Apesar de entender que a criação de um certificado seja “equacionada”, Rui Nunes sublinha que os motivos de saúde pública não podem “esmagar completamente direitos básicos das pessoas”.

Com a escassez de vacinas que tem condicionado a Europa, agravada agora com a suspensão da administração de doses da AstraZeneca, o professor catedrático da Faculdade de Medicina da Universidade do Porto diz estar a criar-se “discriminação entre pessoas que não escolhas que não são delas”. Não só dentro da Europa, mas em relação a países de outros continentes “que ainda não receberam qualquer tipo de vacinação”.

Juntamente com o passaporte, o especialista entende, por isso, ser necessário garantir que todos os cidadãos que queiram viajar, seja qual for o motivo, têm acesso a testagem “sem custos” de forma a evitar essa discriminação.
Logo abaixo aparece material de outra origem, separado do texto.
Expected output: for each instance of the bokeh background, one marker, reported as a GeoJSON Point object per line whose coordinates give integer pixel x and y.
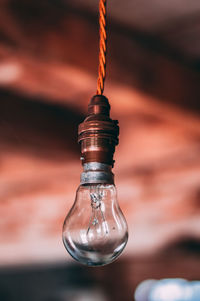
{"type": "Point", "coordinates": [48, 73]}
Isto enquanto não houver uma “oferta generalizada de vacinação que cubra toda a população europeia”, aquele que deve ser o foco principal do combate à pandemia.

Rui Nunes aponta também “problemas sérios relacionados com a privacidade de dados”, à luz da possibilidade de grandes multinacionais da área das tecnologias de informação e comunicação serem escolhidas para armazenar toda a informação.

“Temos de fazer melhor do que isto. É uma medida a considerar? Sim. Mas conjuntamente com outro tipo de medidas, nomeadamente a testagem, para não discriminar ninguém. E sobretudo chamando a atenção de que não é a resolução final do problema.”

Numa entrevista em Janeiro, ao PÚBLICO, também o médico Jorge Soares, presidente do Conselho Nacional de Ética para as Ciências da Vida, manifestou dúvida sobre um certificado de vacinação. “Certificado para quê? Para que serve? Se é para uma questão de viajar, lembro que já há países que não admitem pessoas sem a vacinação contra a febre amarela. Nem me parece que isso seja um problema crítico, a menos que me expliquem, para os ministros se estarem a preocupar. Aí está outro exemplo de alguma falta de lucidez. A fadiga também conduz a falta de lucidez.”